Specification of secure polling used by Hong Kong pro-demo primaries - phantomathkg
https://github.com/hkpori/popvote4-spec
======
totetsu
> It is created by The Hong Kong Public Opinion Research Institute (HKPORI)
> for large-scale electronic polling. It is designed for non-government and
> unofficial polling as a mean to measure and express public opinions in
> authoritarian regimes. In consideration of the politically-sensitive nature,
> the system must guarantee strong privacy to the voters.

This is a great real world tool for democracy. It's a shame it got ignored.

> ### Threat Model
    
    
      We require PopVote 4.0 to be secure with respect to a highly resourced adversary (e.g., state-sponsored actors) with the following capabilities:
    
      * The adversary may perform passive attacks on internal systems such as monitoring all network traffic, capturing the database's binary log, or saving packets for later inspection.

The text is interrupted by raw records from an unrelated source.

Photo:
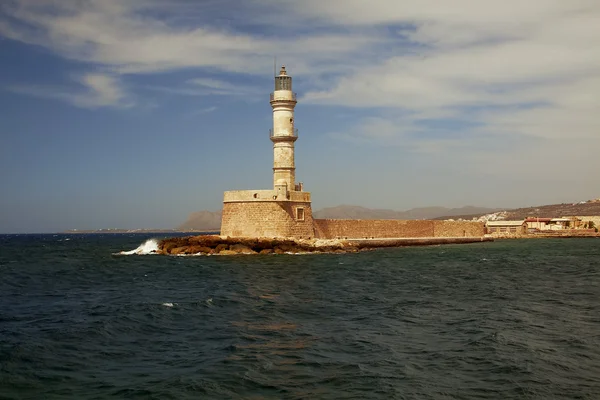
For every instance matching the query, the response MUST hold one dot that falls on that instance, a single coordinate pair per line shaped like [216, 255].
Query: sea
[93, 316]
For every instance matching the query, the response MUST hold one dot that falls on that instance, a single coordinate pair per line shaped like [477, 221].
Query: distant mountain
[583, 208]
[357, 212]
[202, 221]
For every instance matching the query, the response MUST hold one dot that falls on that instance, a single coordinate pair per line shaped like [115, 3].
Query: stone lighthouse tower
[283, 135]
[285, 210]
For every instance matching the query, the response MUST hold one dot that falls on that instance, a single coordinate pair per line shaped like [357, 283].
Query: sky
[134, 114]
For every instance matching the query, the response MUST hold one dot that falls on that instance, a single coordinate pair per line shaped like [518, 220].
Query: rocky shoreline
[225, 245]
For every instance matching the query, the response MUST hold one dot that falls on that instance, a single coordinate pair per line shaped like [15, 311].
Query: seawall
[384, 228]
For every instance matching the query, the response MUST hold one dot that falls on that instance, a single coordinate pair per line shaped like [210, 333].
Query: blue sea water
[515, 319]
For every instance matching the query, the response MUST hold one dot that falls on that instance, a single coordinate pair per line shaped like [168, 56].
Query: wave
[150, 246]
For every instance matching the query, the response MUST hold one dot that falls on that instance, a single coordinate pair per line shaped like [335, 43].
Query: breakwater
[225, 245]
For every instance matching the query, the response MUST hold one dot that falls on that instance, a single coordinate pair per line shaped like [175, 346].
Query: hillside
[546, 211]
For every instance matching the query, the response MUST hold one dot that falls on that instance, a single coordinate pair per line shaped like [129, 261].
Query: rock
[228, 253]
[167, 247]
[179, 250]
[221, 247]
[242, 249]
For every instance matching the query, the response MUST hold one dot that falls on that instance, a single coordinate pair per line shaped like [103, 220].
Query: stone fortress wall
[286, 210]
[267, 218]
[384, 228]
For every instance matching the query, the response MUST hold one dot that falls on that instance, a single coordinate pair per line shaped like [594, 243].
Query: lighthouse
[285, 210]
[283, 135]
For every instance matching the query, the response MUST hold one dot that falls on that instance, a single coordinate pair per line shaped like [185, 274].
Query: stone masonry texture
[266, 219]
[361, 229]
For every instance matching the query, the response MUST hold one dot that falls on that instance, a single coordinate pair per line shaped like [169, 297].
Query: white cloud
[95, 90]
[130, 38]
[524, 68]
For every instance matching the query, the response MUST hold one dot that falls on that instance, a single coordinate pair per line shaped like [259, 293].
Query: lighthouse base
[266, 213]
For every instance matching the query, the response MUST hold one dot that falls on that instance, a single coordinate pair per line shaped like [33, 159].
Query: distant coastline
[87, 231]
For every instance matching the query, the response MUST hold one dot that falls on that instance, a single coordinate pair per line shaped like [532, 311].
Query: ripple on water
[515, 319]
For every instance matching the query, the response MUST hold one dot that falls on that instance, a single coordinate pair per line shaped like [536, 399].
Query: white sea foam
[150, 246]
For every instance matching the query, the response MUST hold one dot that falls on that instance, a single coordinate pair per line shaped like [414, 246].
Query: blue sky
[136, 113]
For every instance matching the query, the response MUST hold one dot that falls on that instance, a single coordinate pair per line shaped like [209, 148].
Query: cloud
[529, 69]
[94, 90]
[144, 36]
[493, 69]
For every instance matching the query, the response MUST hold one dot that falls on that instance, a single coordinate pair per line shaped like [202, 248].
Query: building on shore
[506, 228]
[285, 210]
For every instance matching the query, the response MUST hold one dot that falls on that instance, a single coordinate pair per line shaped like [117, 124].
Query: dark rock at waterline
[224, 245]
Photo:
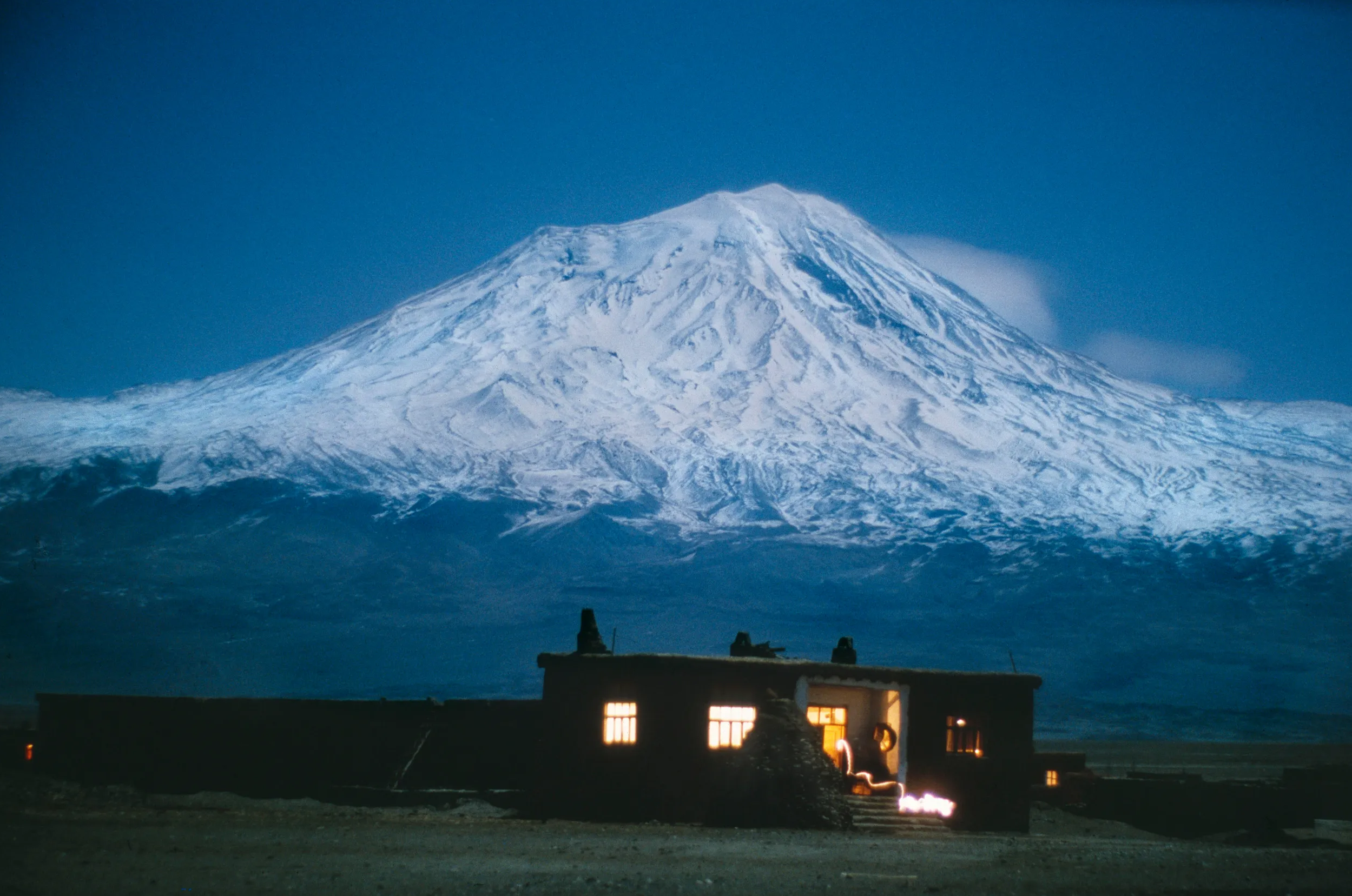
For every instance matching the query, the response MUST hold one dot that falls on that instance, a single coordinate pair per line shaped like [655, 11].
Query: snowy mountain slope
[762, 360]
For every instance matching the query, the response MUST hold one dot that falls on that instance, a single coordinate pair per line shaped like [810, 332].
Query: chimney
[589, 635]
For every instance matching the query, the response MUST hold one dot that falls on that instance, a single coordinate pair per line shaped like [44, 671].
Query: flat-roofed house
[641, 735]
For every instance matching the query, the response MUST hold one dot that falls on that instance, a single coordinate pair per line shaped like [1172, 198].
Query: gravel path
[220, 844]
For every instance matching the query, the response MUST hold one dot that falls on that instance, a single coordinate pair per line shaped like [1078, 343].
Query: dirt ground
[63, 840]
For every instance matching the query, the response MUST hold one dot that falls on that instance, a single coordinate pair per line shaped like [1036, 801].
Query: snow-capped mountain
[749, 413]
[754, 360]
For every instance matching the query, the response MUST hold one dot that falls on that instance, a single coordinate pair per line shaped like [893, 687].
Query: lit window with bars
[832, 721]
[621, 724]
[962, 737]
[729, 726]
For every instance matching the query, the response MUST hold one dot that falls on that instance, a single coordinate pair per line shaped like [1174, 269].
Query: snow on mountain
[752, 360]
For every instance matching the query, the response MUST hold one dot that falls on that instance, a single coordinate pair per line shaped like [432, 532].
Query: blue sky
[186, 188]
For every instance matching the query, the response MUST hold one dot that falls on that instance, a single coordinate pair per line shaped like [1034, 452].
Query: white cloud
[1167, 363]
[1014, 288]
[1018, 291]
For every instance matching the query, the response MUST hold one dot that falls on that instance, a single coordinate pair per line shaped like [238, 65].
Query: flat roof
[809, 668]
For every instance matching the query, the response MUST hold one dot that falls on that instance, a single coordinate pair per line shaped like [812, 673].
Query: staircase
[878, 814]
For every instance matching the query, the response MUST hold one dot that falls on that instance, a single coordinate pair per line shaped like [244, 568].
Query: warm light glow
[960, 738]
[832, 722]
[728, 726]
[827, 715]
[621, 724]
[863, 778]
[925, 805]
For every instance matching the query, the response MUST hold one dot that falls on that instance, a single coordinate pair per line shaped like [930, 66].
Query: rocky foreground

      * The adversary may conduct active attacks on internal systems such as compromising application servers, failing to store data, or corrupting the database. But they may not compromise an air-gapped system.
      * The adversary may perform a large-scale distributed denial-of-service attack on the internet-facing servers.
      * The adversary has complete knowledge of all resident's identity documents, and hence they may enumerate all valid ID document numbers quickly.
      * The adversary may corrupt a threshold of **Polling Authority** or **Tallying Authority** member.
      * The adversary may corrupt certain voting station personnel. But the adversary may not control majority personnel in the same voting station.
      * The adversary may perform any polynomial-time computation.